An interesting exercise:
1. Review some of the anectodal news reports and internet postings of people who have used high potency cannabis oil to treat their cancer. A common thread emerges: The importance of titrating the dose quickly to establish the tolerance necessary to use very high doses. There's no way to know how much THC, CBD, etc is present in these products but the patients generally describe symptoms you would see with extremely high doses of THC.
2. Search pubmed for GPR55, CB1, CB2, heteromization, and cancer. You will find a number of recent mechanistic studies which describe the biphasic action of cannabinoid agonists on cancer cells that express GPR55-CB heteromers. At low concentrations, THC (but not CBD) seems to act via GPR55 associated pathways with oncogenic downstream effects. Conversely, THC triggers Cannabinoid receptor mediated apoptosis in these same cells when present in higher concentrations. The effect of upward titrating cannabis oil doses in treatment of Ph+ T-Cell-ALL in a human being has been documented in one case report in "Case Reports in Oncology" published by Karger.

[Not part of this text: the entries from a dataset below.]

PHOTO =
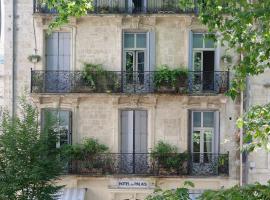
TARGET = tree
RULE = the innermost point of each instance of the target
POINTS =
(242, 25)
(256, 123)
(29, 159)
(172, 194)
(248, 192)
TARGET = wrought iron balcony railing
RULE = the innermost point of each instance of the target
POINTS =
(129, 7)
(147, 164)
(195, 82)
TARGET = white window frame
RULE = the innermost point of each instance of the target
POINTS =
(194, 50)
(202, 130)
(69, 136)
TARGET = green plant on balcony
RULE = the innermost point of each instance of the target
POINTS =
(186, 5)
(168, 160)
(99, 80)
(180, 79)
(37, 82)
(90, 156)
(170, 80)
(223, 162)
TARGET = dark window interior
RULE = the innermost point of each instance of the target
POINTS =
(137, 6)
(208, 70)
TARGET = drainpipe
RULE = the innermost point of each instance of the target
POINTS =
(13, 56)
(241, 138)
(241, 131)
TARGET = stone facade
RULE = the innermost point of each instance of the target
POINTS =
(258, 166)
(98, 39)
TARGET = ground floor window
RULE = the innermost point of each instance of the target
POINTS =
(62, 123)
(204, 135)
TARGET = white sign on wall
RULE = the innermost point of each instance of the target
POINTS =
(132, 184)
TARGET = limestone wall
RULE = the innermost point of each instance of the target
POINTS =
(98, 39)
(259, 161)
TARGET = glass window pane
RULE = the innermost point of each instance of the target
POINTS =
(196, 146)
(129, 40)
(196, 119)
(197, 40)
(209, 42)
(196, 141)
(141, 40)
(208, 119)
(129, 67)
(197, 61)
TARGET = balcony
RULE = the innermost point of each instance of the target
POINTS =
(121, 82)
(146, 164)
(129, 7)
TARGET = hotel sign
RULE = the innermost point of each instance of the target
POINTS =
(133, 184)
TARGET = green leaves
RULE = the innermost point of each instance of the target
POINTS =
(249, 192)
(66, 9)
(28, 164)
(244, 27)
(256, 123)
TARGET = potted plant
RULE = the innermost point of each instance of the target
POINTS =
(37, 82)
(227, 59)
(167, 160)
(181, 80)
(90, 77)
(89, 157)
(164, 80)
(223, 164)
(34, 58)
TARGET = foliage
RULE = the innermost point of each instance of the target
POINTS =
(29, 159)
(172, 194)
(34, 58)
(256, 123)
(252, 38)
(90, 73)
(66, 9)
(248, 192)
(171, 78)
(167, 157)
(99, 79)
(89, 148)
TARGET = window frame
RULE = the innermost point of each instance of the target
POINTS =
(70, 122)
(202, 130)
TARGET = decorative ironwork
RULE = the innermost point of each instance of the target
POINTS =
(127, 7)
(147, 164)
(215, 82)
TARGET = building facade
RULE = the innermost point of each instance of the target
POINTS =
(123, 102)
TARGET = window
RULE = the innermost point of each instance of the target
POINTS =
(135, 50)
(58, 56)
(203, 61)
(138, 61)
(62, 126)
(58, 51)
(135, 6)
(204, 137)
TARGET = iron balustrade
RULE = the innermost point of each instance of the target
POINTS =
(196, 82)
(147, 164)
(128, 7)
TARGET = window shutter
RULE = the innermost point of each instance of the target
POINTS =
(64, 51)
(52, 52)
(151, 58)
(189, 130)
(70, 127)
(190, 56)
(217, 132)
(217, 56)
(141, 131)
(151, 50)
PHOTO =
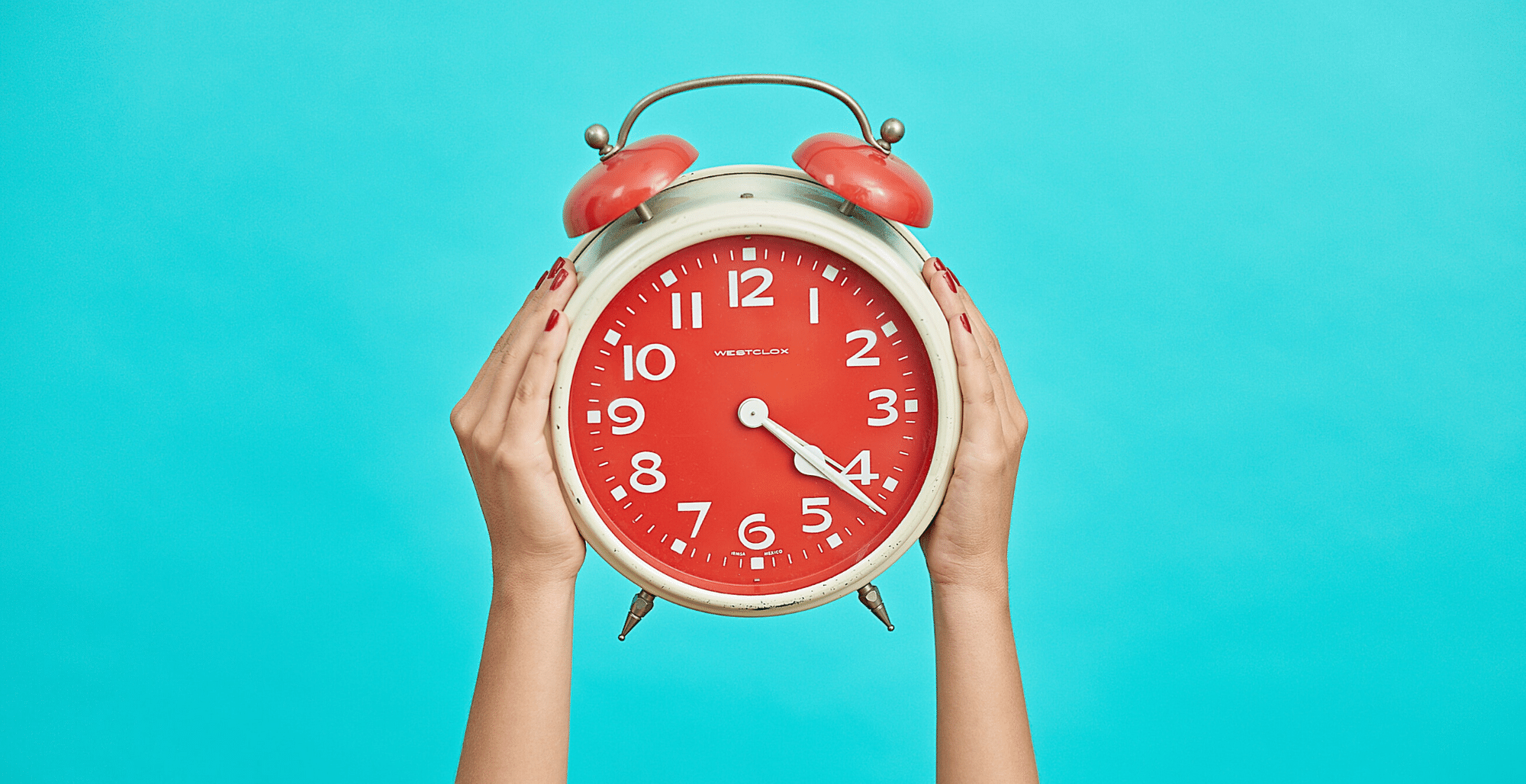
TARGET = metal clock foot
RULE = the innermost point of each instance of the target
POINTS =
(640, 606)
(871, 597)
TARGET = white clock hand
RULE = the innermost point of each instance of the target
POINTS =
(755, 414)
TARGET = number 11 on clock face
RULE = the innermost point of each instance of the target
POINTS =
(715, 493)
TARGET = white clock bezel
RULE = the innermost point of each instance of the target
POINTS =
(782, 202)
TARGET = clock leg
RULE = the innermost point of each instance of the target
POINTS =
(871, 597)
(639, 609)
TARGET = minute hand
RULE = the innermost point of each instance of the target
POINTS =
(755, 413)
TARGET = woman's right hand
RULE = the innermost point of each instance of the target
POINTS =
(503, 425)
(967, 545)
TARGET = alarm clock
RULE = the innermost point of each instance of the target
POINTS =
(758, 406)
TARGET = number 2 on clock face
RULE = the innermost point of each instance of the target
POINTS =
(697, 493)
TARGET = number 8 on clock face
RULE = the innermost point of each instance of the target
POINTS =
(727, 507)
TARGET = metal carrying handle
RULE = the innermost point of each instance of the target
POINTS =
(597, 137)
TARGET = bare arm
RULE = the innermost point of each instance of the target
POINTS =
(984, 722)
(518, 728)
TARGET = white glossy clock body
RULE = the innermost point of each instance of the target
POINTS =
(785, 202)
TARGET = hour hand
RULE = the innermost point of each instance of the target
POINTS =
(755, 414)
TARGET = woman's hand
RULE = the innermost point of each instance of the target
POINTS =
(967, 545)
(503, 425)
(984, 722)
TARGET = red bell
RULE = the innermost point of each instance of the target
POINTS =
(868, 178)
(629, 178)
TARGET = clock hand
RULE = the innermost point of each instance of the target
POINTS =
(755, 414)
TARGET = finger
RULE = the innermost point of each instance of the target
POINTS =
(518, 350)
(1013, 408)
(980, 406)
(469, 411)
(527, 416)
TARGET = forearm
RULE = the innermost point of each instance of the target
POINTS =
(984, 724)
(518, 728)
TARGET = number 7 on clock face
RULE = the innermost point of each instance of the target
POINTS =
(710, 501)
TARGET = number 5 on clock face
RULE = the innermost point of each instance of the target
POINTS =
(843, 374)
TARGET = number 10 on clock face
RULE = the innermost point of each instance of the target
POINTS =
(703, 496)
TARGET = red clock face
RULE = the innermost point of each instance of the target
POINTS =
(732, 498)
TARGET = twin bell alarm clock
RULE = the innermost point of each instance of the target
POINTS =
(758, 408)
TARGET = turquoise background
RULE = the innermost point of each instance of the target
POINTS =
(1258, 269)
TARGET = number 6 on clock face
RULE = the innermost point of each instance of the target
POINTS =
(845, 374)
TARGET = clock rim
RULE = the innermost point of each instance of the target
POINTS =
(691, 222)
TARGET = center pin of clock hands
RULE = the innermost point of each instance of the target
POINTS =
(755, 414)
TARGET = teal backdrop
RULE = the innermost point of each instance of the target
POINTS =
(1260, 271)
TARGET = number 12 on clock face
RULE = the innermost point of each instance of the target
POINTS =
(723, 496)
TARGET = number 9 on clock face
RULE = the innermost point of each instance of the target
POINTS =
(709, 501)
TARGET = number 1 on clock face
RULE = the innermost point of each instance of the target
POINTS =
(733, 507)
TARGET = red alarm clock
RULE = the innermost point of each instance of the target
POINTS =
(758, 406)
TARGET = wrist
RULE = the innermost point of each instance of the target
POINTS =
(524, 576)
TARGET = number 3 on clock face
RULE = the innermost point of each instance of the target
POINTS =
(709, 501)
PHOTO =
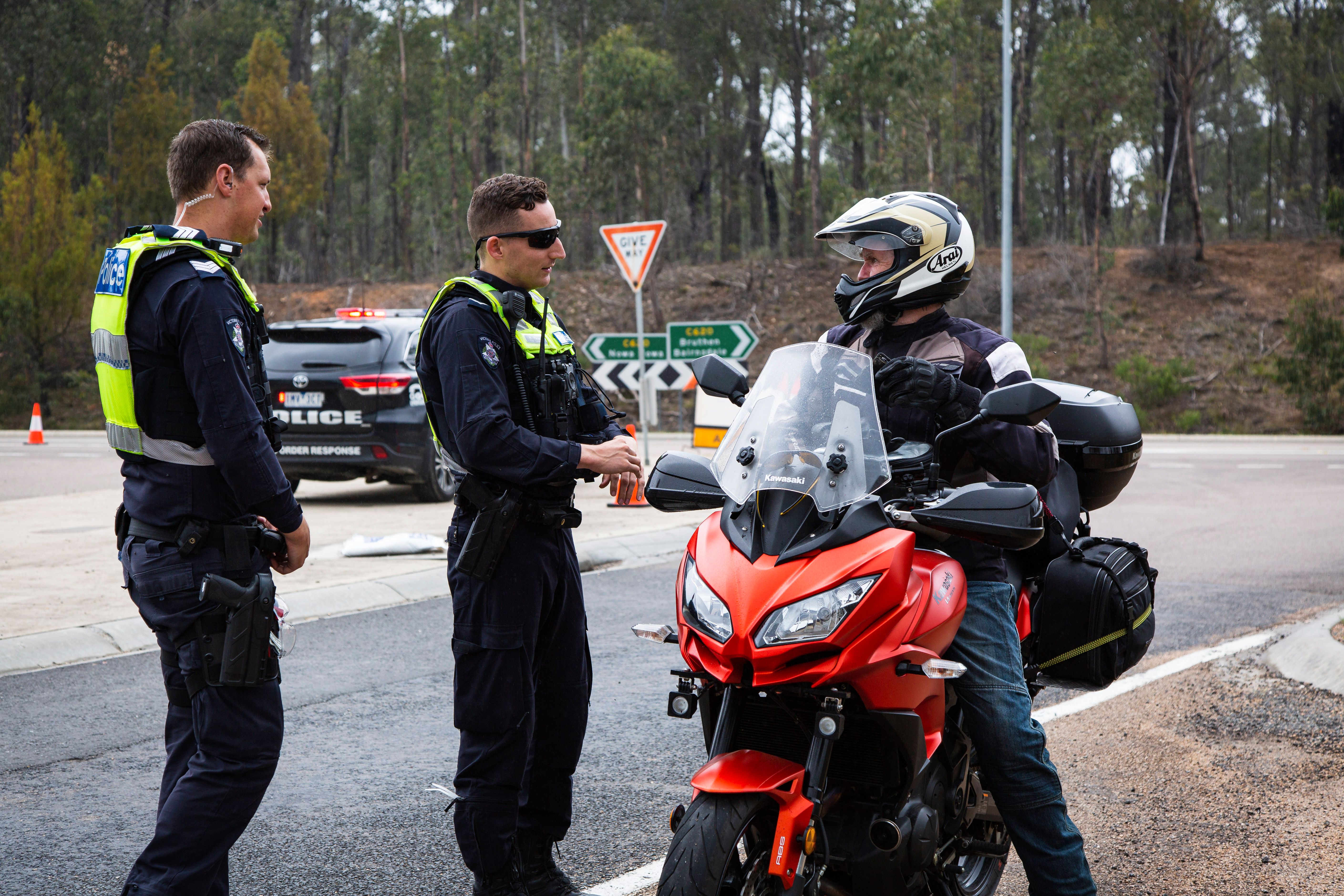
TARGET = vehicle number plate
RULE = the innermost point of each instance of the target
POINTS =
(304, 400)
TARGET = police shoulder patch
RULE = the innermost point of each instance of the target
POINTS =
(490, 351)
(206, 268)
(234, 328)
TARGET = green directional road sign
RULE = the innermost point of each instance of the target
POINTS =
(626, 347)
(690, 340)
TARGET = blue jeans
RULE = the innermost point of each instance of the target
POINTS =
(1014, 764)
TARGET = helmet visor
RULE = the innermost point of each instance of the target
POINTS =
(853, 245)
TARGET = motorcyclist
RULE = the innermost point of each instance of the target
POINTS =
(918, 253)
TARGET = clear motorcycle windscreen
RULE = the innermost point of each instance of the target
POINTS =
(812, 406)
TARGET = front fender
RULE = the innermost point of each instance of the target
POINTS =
(752, 772)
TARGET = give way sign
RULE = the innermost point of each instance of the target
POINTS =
(633, 248)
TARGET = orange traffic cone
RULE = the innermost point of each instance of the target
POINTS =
(36, 426)
(639, 489)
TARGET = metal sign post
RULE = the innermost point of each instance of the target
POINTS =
(633, 248)
(1006, 186)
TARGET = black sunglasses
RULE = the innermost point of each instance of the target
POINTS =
(541, 238)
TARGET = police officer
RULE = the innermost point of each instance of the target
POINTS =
(178, 336)
(510, 406)
(918, 253)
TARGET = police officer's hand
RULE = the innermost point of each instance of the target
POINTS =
(296, 545)
(623, 487)
(612, 459)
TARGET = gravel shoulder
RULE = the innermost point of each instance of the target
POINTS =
(1222, 780)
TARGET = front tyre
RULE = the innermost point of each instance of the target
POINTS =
(979, 875)
(722, 848)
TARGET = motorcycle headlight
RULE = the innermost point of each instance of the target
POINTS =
(816, 617)
(702, 608)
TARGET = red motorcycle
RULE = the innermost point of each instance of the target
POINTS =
(812, 631)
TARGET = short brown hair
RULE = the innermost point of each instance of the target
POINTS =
(202, 147)
(496, 202)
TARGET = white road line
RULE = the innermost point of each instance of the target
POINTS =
(648, 875)
(629, 883)
(1131, 683)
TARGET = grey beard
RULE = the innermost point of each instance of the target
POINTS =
(877, 320)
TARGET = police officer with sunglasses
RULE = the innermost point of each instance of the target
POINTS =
(519, 420)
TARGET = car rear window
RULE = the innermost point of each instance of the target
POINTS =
(300, 347)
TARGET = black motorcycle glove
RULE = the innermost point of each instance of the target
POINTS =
(914, 382)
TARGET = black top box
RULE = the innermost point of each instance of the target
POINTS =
(1100, 438)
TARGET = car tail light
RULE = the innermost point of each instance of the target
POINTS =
(378, 383)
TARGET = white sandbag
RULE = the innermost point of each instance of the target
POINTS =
(359, 546)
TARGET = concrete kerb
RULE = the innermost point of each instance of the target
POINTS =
(1312, 655)
(120, 637)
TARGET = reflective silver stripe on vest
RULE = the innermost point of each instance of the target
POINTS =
(170, 451)
(123, 437)
(113, 351)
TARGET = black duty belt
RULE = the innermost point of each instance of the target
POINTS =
(474, 496)
(232, 539)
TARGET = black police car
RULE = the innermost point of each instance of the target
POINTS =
(349, 390)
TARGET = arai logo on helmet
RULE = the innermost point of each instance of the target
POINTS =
(945, 260)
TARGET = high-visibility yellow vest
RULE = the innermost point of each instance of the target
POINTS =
(529, 336)
(108, 330)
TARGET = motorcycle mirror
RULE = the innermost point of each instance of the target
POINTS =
(1025, 404)
(721, 379)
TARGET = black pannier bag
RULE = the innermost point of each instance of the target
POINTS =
(1095, 617)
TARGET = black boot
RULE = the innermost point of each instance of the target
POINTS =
(507, 882)
(541, 874)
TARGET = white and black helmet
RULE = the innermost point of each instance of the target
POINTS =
(933, 244)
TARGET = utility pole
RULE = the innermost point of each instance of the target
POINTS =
(1006, 201)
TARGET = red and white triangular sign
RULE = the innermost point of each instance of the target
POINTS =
(633, 246)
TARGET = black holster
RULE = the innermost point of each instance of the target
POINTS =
(490, 534)
(247, 657)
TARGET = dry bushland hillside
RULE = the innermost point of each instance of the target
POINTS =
(1193, 345)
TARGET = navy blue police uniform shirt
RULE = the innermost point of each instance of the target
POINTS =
(466, 356)
(198, 318)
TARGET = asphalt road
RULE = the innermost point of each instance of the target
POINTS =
(1245, 535)
(369, 729)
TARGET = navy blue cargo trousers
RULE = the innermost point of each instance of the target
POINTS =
(222, 750)
(521, 691)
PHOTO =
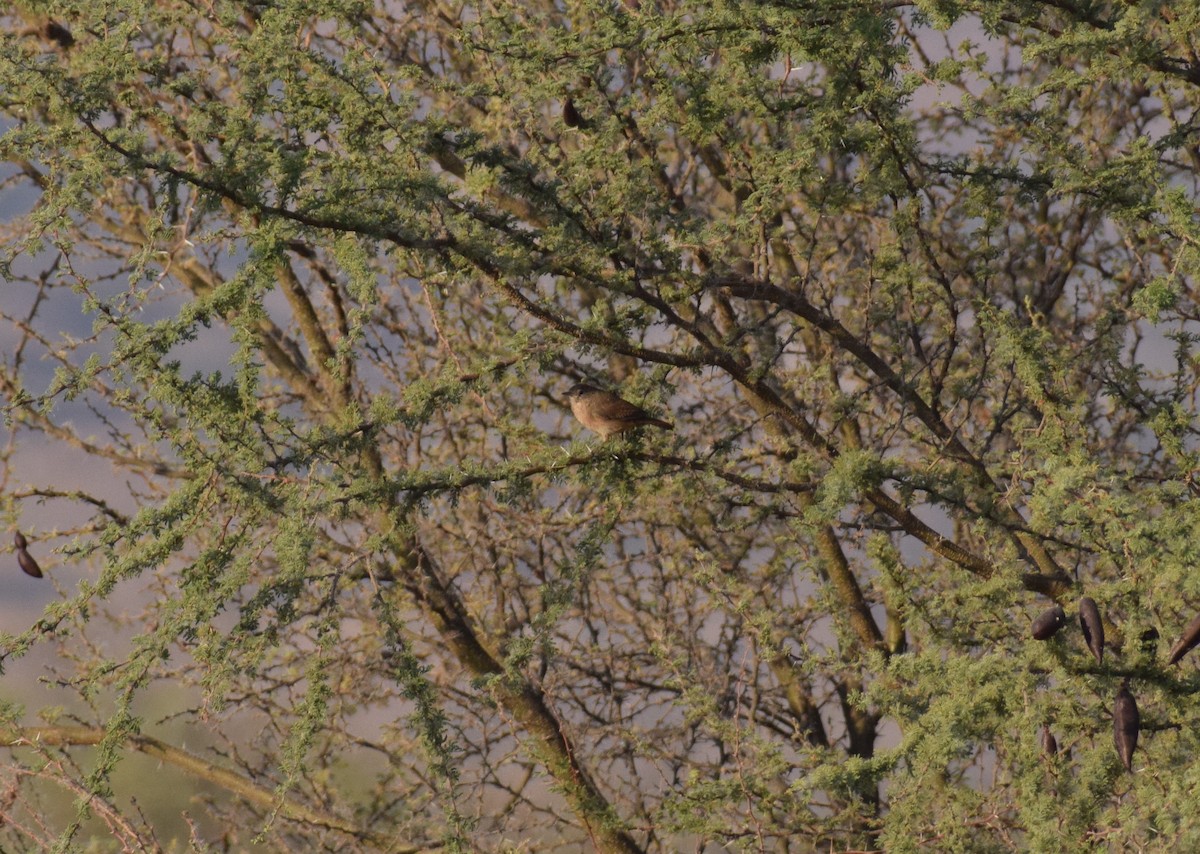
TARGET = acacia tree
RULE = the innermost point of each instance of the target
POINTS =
(915, 282)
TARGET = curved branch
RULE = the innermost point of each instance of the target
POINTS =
(203, 769)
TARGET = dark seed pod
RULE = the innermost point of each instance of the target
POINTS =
(1093, 627)
(1149, 641)
(59, 34)
(571, 116)
(1048, 623)
(1189, 638)
(1126, 725)
(27, 564)
(1049, 743)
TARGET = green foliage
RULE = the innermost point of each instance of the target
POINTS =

Put simply, patients using cannabis or THC for palliative reasons only use small doses, while the complementary/herbal medicine community seems to think that very high doses are necessary if the patient is trying to treat their cancer (induce remission). Moreover, the patients who claim cannabis oil helped to "cure" their cancer invariably report they used very high doses. These cases all predated the discovery of THC's biphasic action on cancer cells. In other words, there is now a pharmacologic explanation for a phenomenon that has been reported within the alternative medicine community. Could all be coincidence, but definitely suggests to me that high dose cannabis as a potential chemotherapy drug needs to be studied in randomized trials.
There is also something called "the entourage effect" which may be unique to eicosanoid signalling (and hence endocannabinoid signaling). In basic terms, the presence of various endocannabinoid analogues at one receptor site seem to influence it's action. While it hasn't been studied yet, one might postulate that the 60 different cannabinoids in Cannabis help shift THC signaling toward activation of CB1 and CB2 apoptotic pathways and away from GPR-55 mediated proliferation.